Uncertainty. Figure 4 shows representative uncertainty maps, unique to our model. The velocity field is more certain near anatomical structure edges, and less confident in homogenous regions, such as the white matter or ventricle interior.

Parameter Analysis. We perform a grid search for the two fixed hyper-parameters \(\lambda \) and \(\sigma ^2\). We train a model for each parameter pair and evaluate Dice on the validation set. We search 30 values within two orders of magnitude around meaningful initial values for both parameters: \(\sigma ^2 \sim (0.07)^2\), the variance of the intensity difference between an affinely aligned image and the atlas, and \(\lambda = 10000\), equivalent to a diagonal standard deviation of 1 voxel for \(\varvec{\phi }_z\). We found \(\sigma ^2 \sim (0.035)^2\) and \(\lambda \in (20000, 100000)\) to perform well, and set \(\lambda =70,000\).

Fig. 4.
figure 4

Example velocity field uncertainty \(H(\varvec{z})\) (left) indicates low uncertainty near structure boundaries, as seen in the line graph (middle). This correlation is less obvious in the final registration field uncertainty \(H(\varvec{\phi }_z)\) (right).

4 Conclusion

We propose a probabilistic model for diffeomorphic image registration and derive a learning algorithm that makes use of a convolutional neural network and an intuitive resulting loss function.

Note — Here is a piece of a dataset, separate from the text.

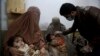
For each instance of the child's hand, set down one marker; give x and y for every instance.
(15, 51)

To achieve unsupervised, end-to-end learning for diffeomorphic registrations, we introduce novel scaling and squaring differentiable layers. Our derivation is generalizable. For example, \(\varvec{z}\) can be a low dimensional embedding representation of a deformation field, or the displacement field itself. Our algorithm can infer the registration of new image pairs in under a second. Compared to traditional methods, our method is significantly faster, and compared to recent learning based methods, our method offers diffeomorphic guarantees, and provides natural uncertainty estimates for resulting registrations.